To determine the genetic identity of Borrelia spirochetes isolated from patients with an unusual skin lesion of prurigo pigmentosa (PP) in Taiwan. The causative agents responsible for human borreliosis were clarified.
Serum samples and skin specimens were collected from 14 patients with suspected PP and five controls. Serological testing by Western immunoblot analysis and isolation of Borrelia spirochetes from skin specimens were used to verify the Borrelia infection. Genetic identities of isolated spirochetes were determined by analyzing the gene sequences amplified by PCR assay based on the 5S (rrf)-23S (rrl) intergenic spacer amplicon gene of Borrelia burgdorferi sensu lato.

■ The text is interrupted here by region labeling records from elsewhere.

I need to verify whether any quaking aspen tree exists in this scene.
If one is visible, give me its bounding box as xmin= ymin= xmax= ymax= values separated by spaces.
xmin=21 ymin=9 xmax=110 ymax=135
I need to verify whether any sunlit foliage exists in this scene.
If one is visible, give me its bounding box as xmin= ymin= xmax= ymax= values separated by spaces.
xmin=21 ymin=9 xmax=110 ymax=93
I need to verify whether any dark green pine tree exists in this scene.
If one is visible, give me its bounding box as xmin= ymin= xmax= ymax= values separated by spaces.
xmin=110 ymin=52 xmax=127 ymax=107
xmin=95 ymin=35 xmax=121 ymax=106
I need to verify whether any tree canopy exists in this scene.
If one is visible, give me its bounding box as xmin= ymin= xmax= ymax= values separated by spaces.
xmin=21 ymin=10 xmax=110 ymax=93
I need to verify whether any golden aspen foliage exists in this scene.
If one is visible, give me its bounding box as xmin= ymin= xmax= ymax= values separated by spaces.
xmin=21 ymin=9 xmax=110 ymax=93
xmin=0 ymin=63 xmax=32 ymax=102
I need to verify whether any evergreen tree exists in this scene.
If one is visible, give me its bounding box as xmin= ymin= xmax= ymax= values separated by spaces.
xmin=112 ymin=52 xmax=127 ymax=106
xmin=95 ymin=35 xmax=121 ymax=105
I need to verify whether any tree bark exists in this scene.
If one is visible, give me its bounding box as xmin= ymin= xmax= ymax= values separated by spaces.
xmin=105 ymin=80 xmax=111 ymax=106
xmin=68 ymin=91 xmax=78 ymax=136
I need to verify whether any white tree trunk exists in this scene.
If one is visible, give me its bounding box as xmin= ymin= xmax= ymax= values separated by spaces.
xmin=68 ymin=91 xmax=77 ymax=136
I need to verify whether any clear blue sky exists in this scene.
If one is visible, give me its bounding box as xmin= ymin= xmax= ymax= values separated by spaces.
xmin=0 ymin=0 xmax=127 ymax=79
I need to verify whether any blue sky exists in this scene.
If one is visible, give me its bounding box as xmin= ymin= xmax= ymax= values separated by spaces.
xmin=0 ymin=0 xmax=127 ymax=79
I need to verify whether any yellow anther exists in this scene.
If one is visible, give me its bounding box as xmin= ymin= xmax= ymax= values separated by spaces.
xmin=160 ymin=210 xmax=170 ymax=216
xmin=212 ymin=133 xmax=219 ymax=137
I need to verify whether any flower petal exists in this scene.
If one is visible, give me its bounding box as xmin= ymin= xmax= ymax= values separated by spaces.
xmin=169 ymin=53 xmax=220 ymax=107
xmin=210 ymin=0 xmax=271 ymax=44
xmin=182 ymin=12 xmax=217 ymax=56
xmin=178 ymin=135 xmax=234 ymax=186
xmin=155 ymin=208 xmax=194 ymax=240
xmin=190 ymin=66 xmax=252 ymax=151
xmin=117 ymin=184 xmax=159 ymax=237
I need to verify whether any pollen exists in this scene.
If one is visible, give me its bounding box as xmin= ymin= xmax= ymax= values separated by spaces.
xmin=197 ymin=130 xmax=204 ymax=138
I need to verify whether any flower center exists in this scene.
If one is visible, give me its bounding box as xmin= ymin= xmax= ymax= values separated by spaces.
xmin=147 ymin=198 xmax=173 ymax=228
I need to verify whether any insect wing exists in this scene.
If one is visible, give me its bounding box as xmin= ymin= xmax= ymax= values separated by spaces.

Borrelia spirochetes were isolated from skin biopsies of three patients. Serological evidence of Borrelia infection in these patients was also confirmed by elevated IgG and IgM antibodies against the major protein antigens of B. burgdorferi. Phylogenetic analysis revealed that these detected spirochetes are genetically affiliated to the genospecies of Borrelia garinii and Borrelia afzelii with high sequence homology within the genospecies of B. garinii (91.0-98.7%) and B. afzelii (97%).
This study provides the first evidence of B. garinii and B. afzelii isolated and identified in patients with PP. Whether this unusual skin lesion is a new manifestation of
Lyme disease needs to be studied further.